What the new era of capital efficiency means is that the sports in the long tail now have a business model. Yes football (the internationally accepted kind) will grow bigger, but a bunch of hitherto fringe sports, interesting only in local areas, will also have a sustainable professional model. It’ll be the sports that capitalize (sorry about that) on capital efficiency that will move up the league table (again, sorry).

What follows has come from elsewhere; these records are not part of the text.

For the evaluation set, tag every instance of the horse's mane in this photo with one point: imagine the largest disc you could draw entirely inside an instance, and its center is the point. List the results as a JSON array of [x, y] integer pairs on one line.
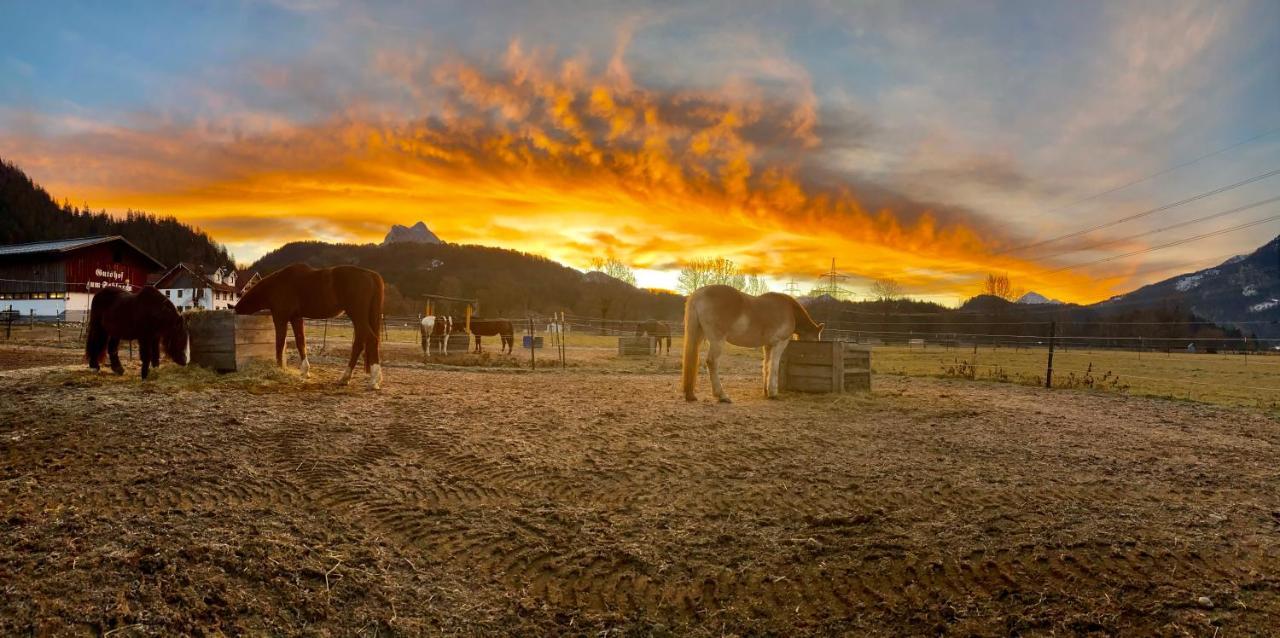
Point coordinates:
[[801, 313]]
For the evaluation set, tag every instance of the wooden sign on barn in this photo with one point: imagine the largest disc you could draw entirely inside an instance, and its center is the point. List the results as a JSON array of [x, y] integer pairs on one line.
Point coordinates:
[[225, 341], [826, 367]]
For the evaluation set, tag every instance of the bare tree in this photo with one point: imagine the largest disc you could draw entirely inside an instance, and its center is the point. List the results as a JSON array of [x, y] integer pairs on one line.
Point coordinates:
[[999, 286], [709, 272], [616, 269], [755, 285], [886, 290]]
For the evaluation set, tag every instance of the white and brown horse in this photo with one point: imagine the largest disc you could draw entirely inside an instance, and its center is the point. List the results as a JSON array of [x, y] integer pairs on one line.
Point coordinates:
[[723, 314], [437, 329]]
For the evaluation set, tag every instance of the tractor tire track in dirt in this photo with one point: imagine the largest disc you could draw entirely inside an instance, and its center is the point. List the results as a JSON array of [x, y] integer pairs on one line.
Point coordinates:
[[926, 506]]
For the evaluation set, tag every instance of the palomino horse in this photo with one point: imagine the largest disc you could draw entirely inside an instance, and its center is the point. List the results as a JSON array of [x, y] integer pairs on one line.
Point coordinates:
[[721, 313], [437, 328], [656, 329], [490, 327], [147, 317], [298, 291]]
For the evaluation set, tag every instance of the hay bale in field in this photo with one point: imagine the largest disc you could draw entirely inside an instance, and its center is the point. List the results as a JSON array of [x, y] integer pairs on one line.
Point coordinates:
[[635, 346], [826, 367], [225, 342]]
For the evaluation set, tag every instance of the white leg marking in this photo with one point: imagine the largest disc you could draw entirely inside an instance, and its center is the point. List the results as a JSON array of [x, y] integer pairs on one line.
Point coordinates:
[[776, 367]]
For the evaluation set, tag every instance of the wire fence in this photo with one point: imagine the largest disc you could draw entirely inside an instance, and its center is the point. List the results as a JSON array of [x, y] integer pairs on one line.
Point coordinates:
[[1225, 370]]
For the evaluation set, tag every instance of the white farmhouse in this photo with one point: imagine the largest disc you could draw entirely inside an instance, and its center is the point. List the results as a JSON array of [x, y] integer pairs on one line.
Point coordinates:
[[195, 287]]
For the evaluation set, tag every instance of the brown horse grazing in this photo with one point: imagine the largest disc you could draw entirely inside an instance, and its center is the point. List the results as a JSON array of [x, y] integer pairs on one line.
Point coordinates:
[[435, 329], [490, 327], [658, 331], [298, 291], [721, 313], [146, 317]]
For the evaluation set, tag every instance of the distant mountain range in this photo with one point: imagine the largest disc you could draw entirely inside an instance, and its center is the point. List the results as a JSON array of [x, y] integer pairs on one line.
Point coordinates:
[[1036, 299], [416, 233], [1243, 291], [28, 213]]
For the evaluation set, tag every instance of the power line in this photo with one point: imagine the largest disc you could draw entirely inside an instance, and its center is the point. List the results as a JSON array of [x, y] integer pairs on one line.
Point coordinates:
[[1170, 169], [1144, 213], [1169, 245], [1180, 224]]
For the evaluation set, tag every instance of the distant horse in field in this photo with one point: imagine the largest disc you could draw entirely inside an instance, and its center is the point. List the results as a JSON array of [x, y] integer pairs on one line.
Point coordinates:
[[721, 313], [146, 317], [658, 331], [490, 327], [437, 329], [298, 291]]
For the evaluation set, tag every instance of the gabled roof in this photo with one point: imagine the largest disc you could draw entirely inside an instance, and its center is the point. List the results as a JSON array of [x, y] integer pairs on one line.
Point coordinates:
[[63, 246], [165, 279]]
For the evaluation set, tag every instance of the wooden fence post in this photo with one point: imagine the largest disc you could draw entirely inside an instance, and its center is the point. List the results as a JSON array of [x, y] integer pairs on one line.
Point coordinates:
[[1048, 368], [533, 359]]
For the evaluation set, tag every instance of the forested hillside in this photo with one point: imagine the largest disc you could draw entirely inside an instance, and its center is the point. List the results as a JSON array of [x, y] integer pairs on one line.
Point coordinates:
[[506, 282], [28, 213]]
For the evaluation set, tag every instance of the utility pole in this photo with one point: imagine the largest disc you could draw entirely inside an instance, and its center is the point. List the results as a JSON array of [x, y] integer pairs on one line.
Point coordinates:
[[1048, 369], [832, 279]]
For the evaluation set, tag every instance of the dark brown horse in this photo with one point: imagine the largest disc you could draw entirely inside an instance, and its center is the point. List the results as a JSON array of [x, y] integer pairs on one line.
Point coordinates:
[[657, 331], [298, 291], [490, 327], [146, 317]]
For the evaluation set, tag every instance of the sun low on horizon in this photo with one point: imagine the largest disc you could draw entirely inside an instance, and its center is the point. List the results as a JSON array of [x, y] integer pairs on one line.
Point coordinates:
[[1089, 150]]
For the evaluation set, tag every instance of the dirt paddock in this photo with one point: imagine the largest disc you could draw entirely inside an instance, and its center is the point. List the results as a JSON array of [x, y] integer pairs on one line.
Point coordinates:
[[585, 501]]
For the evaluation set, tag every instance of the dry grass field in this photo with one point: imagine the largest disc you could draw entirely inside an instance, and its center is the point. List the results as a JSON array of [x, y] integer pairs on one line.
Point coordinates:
[[476, 498]]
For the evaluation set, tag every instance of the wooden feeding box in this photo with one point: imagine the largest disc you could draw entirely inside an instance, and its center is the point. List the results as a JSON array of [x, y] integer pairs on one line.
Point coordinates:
[[826, 367], [460, 342], [635, 346], [225, 341]]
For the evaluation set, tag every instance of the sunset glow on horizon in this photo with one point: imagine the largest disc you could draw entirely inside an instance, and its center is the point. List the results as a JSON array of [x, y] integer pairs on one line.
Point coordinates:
[[758, 149]]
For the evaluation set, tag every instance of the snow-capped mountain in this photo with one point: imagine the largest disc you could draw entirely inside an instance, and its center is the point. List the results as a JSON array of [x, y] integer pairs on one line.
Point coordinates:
[[1036, 297], [1242, 288], [416, 233]]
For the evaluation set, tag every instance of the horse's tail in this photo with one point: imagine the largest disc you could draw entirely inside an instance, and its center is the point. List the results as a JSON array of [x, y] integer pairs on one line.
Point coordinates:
[[693, 340], [375, 323]]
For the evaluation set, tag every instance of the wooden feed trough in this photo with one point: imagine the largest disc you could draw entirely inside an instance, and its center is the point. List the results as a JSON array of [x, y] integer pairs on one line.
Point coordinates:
[[225, 341], [635, 346], [826, 367], [460, 343]]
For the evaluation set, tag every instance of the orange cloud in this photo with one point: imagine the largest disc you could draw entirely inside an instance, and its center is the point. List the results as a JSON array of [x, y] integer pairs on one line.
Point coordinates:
[[543, 155]]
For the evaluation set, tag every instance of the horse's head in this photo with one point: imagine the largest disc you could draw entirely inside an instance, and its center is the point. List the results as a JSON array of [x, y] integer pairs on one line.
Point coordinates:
[[809, 332], [177, 342]]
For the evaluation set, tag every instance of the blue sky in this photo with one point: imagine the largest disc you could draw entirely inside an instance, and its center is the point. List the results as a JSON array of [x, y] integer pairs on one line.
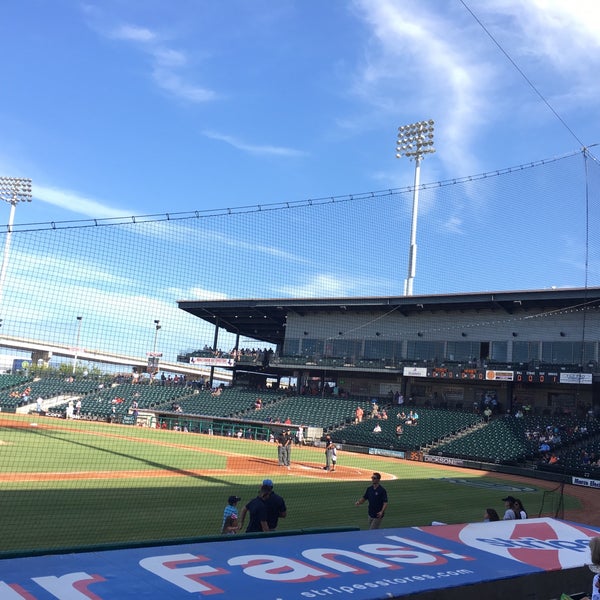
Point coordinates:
[[118, 108]]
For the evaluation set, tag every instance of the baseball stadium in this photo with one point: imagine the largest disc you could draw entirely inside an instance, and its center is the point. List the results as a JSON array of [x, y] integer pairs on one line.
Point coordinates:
[[134, 409]]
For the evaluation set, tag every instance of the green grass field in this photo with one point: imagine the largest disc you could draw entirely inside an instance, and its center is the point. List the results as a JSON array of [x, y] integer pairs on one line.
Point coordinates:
[[163, 485]]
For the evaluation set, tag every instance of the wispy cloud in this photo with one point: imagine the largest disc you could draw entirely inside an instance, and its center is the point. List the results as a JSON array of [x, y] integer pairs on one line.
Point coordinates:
[[253, 148], [445, 81], [77, 203], [167, 65], [326, 285]]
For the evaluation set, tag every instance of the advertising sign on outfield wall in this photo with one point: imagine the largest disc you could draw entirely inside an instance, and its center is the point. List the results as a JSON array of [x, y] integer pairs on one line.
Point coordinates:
[[362, 565]]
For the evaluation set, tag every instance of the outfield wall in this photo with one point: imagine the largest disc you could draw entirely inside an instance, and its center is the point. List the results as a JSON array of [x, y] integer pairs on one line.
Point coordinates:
[[462, 560]]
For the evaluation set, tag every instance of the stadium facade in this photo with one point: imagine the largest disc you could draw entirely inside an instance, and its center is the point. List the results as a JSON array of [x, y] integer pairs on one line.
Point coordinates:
[[539, 349]]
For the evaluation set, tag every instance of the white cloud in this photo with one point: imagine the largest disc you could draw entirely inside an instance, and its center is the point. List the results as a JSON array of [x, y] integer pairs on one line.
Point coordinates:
[[197, 293], [454, 225], [133, 33], [418, 58], [179, 87], [325, 285], [76, 203], [253, 148], [167, 63]]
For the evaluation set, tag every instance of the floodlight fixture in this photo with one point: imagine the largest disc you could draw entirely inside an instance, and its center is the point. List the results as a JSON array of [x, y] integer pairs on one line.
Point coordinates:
[[12, 190], [414, 141]]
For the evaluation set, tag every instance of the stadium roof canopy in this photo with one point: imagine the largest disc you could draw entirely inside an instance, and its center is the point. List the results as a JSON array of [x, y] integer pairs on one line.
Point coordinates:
[[265, 319]]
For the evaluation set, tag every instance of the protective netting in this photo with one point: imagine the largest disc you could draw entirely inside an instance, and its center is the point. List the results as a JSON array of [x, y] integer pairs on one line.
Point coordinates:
[[530, 227]]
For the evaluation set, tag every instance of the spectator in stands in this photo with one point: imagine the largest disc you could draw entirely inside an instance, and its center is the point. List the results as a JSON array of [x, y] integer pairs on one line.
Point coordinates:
[[519, 509], [257, 509], [359, 414], [230, 509], [510, 514], [377, 497], [230, 526], [281, 437], [276, 508], [287, 448], [490, 515], [333, 457]]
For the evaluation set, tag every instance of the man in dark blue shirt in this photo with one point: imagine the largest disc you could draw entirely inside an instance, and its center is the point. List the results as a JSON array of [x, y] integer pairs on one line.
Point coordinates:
[[276, 508], [257, 509], [376, 496]]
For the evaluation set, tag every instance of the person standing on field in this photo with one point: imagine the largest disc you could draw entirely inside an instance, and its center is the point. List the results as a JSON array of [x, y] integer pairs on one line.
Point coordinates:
[[329, 446], [376, 496]]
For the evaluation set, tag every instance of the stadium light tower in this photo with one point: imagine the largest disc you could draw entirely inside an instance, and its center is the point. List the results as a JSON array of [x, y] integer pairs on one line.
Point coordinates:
[[12, 190], [154, 356], [414, 141], [79, 320]]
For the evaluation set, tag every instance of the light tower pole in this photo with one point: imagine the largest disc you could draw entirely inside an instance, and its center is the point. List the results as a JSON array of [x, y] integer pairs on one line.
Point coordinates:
[[12, 190], [79, 320], [414, 141], [155, 355]]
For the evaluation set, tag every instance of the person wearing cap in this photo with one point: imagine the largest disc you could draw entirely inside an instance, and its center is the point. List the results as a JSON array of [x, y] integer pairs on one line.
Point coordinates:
[[280, 439], [510, 513], [257, 509], [287, 448], [376, 496], [276, 508], [230, 509], [329, 446], [230, 527]]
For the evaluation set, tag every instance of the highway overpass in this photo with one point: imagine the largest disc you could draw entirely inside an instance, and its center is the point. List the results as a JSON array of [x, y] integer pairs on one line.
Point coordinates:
[[44, 351]]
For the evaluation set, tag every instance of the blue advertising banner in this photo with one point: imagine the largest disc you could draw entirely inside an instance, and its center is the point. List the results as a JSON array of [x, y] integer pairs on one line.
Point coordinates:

Big sports will be put at risk by this shift. Some of the fringe sports will gather enough momentum to begin taking capital away from the large sports. No matter how big you are, you can’t outspend an exponent. Not forever. Big sports that cling to the old capital intensive models (broadcast advertising and exclusive broadcast TV), won’t be able to compete with a little sport that knows how to use 10 fans to gather 100 fans at little additional cost. In the classic way of the world, though, the dinosaur sports won’t know what hit them until the pieces of asteroid start bonking them on the head.
P.S.
The video that introduces this piece is a beautiful ride, but no viewing of PBR would be complete without an absolute train wreck, the kind that says, “No, I really couldn’t ever ever do that. Ouch. But cool!” Here you go:
So, simply put, the long tail applies to sports too?
The long tail has always existed for sports. There is a step function for a sport when it has a sustainable professional model. Capital efficiency means that many more sports can take that step. They can overcome geography or the size of the fan base to become businesses and finance further growth.
Kent your post is interesting. Capital efficiency…I had not thought of that.
Here are a few thoughts on PBR itself from what I know.
The PBR is not really all that old (~15yrs) and was started with just what it is doing in mind. There is still the PRCA bull riding at your rodeos but PBR is an event in itself. My daughter got hooked watching it on TV in around
2001. Even then PBR had events all across the country … in almost every state. We took her to three events here in New Mexico but then she grew tired of it. I do miss the event myself. She knew the bulls and riders by name and her favorite at the time was Tater Porter. She still has a Dillinger stuff animal from one event.
They targeted Bull Riding only and took it to a new level. The bulls and riders are generally better than at the PRCA and that was by design. They are the best of the best. They advertise it to a wider audience than the PRCA too. Their intent was to take it to a higher level and spread it all over the country and make it nationally known. Plus there are now riders from Australia and South America that are regulars on the PBR including several who are PBR world champs. In many ways it is not a big surprise since they are doing what they set out to do.
Bull riding, to me, is the most exciting part of rodeo and I guess Tuff Hederman and others thought so too. Thus the PBR.
“That guy right there, he’s built Ford tough.” Awesome. I think I might be hooked too!